Since you’re here...

We hope you will consider supporting us today. We need your support to continue to exist, because good entries are more and more work time. Every reader contribution, however big or small, is so valuable. Support "Chess Engines Diary" even a small amount– and it only takes a minute. Thank you.
============================== My email: jotes@go2.pl



Can a phone beat Magnus Carlsen at chess?

 


Can a phone beat Magnus Carlsen at chess?

Is a question that I am sometimes asked by my non-chess friends or my non-technologically inclined chess friends.

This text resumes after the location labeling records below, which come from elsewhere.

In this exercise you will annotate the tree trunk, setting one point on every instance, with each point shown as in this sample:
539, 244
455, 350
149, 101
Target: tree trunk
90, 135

At one time this was an interesting question, but it is getting difficult to convey just how silly it has become in recent years. Engines are so strong and phones are so fast that there really isn’t much of a qualitative difference between a phone and a supercomputer when it comes to playing chess against people. 
They are both so far beyond human ability that the result of a match would be the same - the human loses every game.

But the essence of the question is still interesting. There must exist hardware slow enough that it would be an even match against top humans. What would that look like? I’ve conducted some experiments to try to figure that out.

I started by finding the slowest hardware I own that can run the latest version of Stockfish. This is a Raspberry Pi Zero W, which is a small single-board computer powered by what is essentially a fifteen-year-old budget cell phone processor. It runs Stockfish 17.1 at a paltry 2,200 nodes per second. To simulate top human play, I got out my trusty old copy of Fritz Bahrain, which in 2002 drew a match with Kramnik. Using a single core on an i7-6700k, Fritz Bahrain searches about 3.5 million nodes per second, which is pretty close to the reported figures for the machine that Kramnik played. I figured I would have it serve as a reference point for 2800-level play and thought that these machines might have an interesting match.

However, even at only 2,200 nodes per second Stockfish was way too strong. In classical-length games it achieved search depths of 20-25. This is comparable to the eval bar we are familiar with in broadcasts and game analyses, which we know is fallible but still comfortably superhuman. It mercilessly crushed Fritz in a short set of classical-length test games that I played.

Stockfish had to be further handicapped to get a close match. I was able to underclock the Raspberry Pi to 600 Mhz, resulting in about 1,600 nodes per second, but that didn’t make a huge difference. I knew I would have to give the programs unequal time as well. Unfortunately time handicaps are not supported by the old Chessbase interfaces required to run Fritz Bahrain. Thus I needed to find an alternative engine to be my human surrogate, ideally one that is similar in strength to Fritz but is UCI compliant and bug-free. After a few test matches, Stockfish 1.0 emerged as the best candidate.
It performed about +50 Elo in a 100-game blitz match against Fritz Bahrain so I had it serve as a reference point for 2850-level play.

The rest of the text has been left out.